Sacramento Eases Into the Self-Driving Scene

Quick, think of a California hotbed of technological might. There’s Silicon Valley, duh. And enterprising Silicon Beach, down in the state’s sunny, laidback southland. But cast thine eyes north, young techies, past the agricultural innovation stronghold at UC Davis and the domed, white capitol building where the bureaucrats and public officials controlling the nation’s largest state economy play. There, in the heart of Sacramento, you will find the curving, brown building where the city's officials are working to woo the self-driving industry.

And it seems to have attracted a mate: Today, Sacramento rolls out a partnership with Phantom Auto, a company dedicated to building remote-driving solutions for self-driving vehicles.
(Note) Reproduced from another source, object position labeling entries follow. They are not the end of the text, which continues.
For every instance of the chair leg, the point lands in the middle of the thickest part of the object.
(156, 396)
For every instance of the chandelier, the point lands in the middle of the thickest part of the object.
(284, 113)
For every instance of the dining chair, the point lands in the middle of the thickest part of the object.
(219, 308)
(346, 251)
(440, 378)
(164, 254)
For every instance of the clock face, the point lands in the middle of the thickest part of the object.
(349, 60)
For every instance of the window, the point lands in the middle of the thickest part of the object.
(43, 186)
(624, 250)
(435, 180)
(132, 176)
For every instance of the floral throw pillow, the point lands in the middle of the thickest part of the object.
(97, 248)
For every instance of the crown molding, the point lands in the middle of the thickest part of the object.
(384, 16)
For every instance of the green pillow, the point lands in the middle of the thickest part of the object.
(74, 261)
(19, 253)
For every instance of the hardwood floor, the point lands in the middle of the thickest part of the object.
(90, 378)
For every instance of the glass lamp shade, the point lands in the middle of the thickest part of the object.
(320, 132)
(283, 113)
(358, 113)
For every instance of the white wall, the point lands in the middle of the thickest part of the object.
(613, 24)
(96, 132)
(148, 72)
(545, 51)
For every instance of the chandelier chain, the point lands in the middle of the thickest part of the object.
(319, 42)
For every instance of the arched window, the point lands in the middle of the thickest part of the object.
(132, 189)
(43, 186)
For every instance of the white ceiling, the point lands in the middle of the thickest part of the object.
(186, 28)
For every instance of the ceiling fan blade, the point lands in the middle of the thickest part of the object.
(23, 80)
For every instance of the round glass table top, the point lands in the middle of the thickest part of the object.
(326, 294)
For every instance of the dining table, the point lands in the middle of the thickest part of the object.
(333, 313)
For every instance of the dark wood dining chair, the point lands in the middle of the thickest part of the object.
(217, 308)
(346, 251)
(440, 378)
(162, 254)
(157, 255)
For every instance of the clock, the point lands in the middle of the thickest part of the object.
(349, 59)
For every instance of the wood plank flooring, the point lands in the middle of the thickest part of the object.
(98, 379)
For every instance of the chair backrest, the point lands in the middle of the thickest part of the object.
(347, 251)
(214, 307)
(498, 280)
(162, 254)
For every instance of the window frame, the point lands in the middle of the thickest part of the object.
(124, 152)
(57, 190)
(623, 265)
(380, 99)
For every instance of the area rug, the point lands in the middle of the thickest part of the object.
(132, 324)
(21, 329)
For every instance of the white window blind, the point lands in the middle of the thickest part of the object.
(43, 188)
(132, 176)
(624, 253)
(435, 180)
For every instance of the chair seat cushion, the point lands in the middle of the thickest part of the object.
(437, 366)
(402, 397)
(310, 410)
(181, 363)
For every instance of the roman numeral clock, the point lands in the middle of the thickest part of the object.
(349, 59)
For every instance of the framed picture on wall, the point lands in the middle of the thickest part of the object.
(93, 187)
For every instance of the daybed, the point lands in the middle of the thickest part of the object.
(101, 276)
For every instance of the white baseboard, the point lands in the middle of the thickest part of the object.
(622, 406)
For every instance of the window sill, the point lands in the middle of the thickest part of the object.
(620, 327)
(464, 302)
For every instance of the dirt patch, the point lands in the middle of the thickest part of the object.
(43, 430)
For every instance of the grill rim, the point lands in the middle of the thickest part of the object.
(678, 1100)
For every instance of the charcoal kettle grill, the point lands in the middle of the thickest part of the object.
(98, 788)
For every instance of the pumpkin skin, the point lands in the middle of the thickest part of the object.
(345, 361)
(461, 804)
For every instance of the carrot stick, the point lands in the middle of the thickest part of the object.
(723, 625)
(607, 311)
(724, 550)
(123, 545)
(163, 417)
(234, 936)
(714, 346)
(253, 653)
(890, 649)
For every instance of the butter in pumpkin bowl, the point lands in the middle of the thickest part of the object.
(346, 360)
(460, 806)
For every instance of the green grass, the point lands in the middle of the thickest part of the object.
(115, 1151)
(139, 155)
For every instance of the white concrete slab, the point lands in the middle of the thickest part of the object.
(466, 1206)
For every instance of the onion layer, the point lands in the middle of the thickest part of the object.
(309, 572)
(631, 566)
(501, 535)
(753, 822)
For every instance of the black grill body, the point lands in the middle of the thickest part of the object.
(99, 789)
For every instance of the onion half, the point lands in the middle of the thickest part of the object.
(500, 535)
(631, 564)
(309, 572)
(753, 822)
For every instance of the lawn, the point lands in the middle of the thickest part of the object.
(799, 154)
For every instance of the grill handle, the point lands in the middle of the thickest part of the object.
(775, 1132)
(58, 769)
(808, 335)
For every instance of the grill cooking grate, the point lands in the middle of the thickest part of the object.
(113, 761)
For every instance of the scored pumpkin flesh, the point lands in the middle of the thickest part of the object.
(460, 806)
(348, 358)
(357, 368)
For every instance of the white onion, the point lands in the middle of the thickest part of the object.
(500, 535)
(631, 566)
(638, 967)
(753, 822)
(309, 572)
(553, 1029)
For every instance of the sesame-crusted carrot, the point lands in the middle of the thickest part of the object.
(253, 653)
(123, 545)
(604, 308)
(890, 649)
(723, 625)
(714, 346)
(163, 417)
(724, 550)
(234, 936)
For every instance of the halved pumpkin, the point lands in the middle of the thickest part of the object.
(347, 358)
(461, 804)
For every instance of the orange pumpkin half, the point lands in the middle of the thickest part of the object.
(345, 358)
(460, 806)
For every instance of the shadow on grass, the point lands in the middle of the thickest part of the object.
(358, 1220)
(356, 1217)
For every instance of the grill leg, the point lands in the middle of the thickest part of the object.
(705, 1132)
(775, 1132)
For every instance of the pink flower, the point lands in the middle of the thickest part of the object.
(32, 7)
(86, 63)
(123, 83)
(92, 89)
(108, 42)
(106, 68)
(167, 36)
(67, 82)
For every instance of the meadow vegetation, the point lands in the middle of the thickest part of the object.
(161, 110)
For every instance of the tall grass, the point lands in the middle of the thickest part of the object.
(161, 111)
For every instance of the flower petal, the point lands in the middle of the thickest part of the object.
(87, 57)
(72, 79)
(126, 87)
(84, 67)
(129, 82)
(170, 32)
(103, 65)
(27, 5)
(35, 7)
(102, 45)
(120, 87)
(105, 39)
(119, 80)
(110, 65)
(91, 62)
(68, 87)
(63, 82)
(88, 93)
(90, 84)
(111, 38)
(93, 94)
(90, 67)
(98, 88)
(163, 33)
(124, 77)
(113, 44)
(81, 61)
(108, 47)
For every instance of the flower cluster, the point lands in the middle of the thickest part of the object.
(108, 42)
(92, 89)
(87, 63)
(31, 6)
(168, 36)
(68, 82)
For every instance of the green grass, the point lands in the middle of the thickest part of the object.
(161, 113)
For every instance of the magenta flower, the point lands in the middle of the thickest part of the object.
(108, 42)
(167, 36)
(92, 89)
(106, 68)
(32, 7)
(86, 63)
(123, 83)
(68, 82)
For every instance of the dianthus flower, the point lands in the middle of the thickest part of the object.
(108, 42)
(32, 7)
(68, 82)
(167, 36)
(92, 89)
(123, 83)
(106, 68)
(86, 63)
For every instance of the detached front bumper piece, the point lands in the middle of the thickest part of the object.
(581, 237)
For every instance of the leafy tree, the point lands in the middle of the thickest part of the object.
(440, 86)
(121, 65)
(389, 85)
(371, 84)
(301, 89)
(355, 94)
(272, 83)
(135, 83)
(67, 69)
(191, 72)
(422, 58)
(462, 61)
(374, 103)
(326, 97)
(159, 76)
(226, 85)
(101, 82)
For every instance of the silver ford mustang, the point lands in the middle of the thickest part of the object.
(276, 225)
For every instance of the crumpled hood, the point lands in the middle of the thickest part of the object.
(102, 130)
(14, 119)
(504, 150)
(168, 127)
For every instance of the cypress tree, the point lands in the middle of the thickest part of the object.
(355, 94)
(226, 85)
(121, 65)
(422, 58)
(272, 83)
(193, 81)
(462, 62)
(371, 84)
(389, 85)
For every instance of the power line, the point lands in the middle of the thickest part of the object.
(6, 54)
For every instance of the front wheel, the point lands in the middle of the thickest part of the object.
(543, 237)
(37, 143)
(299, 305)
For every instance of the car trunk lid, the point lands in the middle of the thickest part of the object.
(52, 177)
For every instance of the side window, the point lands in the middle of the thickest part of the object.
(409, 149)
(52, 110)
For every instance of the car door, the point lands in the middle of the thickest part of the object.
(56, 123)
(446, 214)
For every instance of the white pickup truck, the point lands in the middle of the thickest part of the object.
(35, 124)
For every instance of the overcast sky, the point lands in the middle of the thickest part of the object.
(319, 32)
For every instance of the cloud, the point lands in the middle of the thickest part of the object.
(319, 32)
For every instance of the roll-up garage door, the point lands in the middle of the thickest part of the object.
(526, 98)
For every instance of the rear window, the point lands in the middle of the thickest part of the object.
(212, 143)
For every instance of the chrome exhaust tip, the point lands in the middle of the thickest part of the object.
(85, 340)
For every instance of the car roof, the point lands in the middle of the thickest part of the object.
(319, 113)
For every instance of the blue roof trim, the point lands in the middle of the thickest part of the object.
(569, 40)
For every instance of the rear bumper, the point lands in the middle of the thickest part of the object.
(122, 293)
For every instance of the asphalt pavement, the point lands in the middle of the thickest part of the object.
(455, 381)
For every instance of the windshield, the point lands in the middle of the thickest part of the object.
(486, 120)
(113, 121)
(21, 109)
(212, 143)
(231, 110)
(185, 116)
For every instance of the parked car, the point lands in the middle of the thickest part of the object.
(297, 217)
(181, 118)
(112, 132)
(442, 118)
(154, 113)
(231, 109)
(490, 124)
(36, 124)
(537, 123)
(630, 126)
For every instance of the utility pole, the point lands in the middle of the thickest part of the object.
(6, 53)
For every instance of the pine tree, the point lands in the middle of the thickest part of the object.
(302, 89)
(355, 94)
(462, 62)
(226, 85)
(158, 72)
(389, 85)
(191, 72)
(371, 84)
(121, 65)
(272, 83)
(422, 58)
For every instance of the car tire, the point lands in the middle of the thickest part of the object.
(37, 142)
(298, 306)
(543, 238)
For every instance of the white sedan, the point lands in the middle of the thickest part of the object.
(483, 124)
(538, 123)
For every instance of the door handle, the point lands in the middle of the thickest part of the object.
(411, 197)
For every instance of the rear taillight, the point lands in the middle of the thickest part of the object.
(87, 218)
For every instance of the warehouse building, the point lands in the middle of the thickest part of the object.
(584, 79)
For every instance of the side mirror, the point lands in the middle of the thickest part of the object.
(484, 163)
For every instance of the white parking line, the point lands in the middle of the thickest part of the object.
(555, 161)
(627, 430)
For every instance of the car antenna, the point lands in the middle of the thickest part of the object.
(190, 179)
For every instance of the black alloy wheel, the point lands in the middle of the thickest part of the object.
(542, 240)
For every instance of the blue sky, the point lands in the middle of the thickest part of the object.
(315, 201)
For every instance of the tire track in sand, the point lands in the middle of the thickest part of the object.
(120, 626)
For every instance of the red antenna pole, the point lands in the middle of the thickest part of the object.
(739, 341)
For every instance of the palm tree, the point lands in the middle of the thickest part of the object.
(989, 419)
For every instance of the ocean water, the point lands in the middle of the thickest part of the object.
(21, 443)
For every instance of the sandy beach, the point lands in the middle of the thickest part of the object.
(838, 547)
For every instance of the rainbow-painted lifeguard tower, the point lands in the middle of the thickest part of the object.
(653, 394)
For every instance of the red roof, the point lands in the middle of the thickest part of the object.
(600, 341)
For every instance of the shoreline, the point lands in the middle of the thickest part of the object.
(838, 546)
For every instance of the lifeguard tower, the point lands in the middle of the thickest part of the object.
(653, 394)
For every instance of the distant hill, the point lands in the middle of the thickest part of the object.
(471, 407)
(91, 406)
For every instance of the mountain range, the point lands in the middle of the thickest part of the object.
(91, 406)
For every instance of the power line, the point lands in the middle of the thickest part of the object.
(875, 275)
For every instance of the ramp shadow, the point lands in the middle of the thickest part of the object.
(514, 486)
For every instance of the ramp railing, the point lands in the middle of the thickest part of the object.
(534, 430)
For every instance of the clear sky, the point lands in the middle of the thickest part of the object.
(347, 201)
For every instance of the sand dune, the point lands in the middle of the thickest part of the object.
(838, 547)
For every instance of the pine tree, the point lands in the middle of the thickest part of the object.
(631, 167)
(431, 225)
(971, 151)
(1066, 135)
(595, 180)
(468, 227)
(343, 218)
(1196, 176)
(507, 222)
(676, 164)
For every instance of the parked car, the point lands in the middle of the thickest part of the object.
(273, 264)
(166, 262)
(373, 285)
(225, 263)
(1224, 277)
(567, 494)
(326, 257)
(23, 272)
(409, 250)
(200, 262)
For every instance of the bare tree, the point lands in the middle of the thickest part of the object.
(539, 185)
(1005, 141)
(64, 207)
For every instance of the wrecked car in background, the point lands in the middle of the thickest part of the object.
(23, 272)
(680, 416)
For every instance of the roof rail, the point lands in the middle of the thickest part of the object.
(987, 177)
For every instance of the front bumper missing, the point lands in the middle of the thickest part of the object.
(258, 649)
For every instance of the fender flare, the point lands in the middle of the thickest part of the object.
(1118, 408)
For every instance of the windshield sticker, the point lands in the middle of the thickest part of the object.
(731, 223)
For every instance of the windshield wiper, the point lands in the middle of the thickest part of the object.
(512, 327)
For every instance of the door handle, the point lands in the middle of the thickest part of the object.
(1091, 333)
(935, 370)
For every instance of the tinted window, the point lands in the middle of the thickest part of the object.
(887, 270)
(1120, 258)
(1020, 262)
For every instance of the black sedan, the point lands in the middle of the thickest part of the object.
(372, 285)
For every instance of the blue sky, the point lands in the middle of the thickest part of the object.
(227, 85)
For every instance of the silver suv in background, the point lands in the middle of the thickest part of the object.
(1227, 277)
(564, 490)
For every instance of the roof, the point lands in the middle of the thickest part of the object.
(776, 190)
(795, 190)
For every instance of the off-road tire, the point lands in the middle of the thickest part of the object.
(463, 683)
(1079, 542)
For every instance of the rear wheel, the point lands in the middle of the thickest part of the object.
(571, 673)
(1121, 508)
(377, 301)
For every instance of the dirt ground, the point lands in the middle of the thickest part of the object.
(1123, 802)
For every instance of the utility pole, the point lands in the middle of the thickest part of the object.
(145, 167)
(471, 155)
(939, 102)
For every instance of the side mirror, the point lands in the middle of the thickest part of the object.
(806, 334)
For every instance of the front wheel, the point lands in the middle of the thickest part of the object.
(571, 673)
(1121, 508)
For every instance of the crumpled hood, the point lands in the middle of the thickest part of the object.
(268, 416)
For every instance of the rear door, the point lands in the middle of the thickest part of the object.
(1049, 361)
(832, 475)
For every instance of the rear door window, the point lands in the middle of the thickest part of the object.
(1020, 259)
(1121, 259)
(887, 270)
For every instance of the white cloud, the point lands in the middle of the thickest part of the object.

Because self-driving cars are far from ready to handle all road situations, remote-driving is the not-so-secret secret of the autonomous vehicle industry. “The practical reality is you cannot deploy these vehicles without the human in the loop right now,” says Elliot Katz, a co-founder of Phantom Auto. In fact, the California DMV’s new rules for testing driverless cars without backup drivers behind the wheel demands that companies have remote operators. (Only two companies have applied for such a permit.) So some companies, like Phantom, choose to connect their remote operators with vehicles via cellular networks, allowing them to operate cars in trouble through desk-mounted steering wheels.

But in order to get that extra layer of safety, companies need to know that an area’s cellular services are robust. (The self-driving car equivalent of dropping a phone call can have fatal consequences.) So for $100,000 in public funds from the city of Sacramento, Phantom has committed to creating a live map of the city’s cellular networks, which it will eventually use to teleoperate self-driving cars. The company will also participate in two demo days, opportunities for the public to ride in driverless vehicles along two specifically mapped routes, which will be held sometime this year.

Sacramento’s alliance with Phantom Auto is not a random one. The city wants to send a clear message about innovation and testing new technologies safely. By selecting a teleoperation specialist like Phantom for its first official driverless vehicle product, Sacramento hopes to say: Come use our roads to test, but please also follow the rules.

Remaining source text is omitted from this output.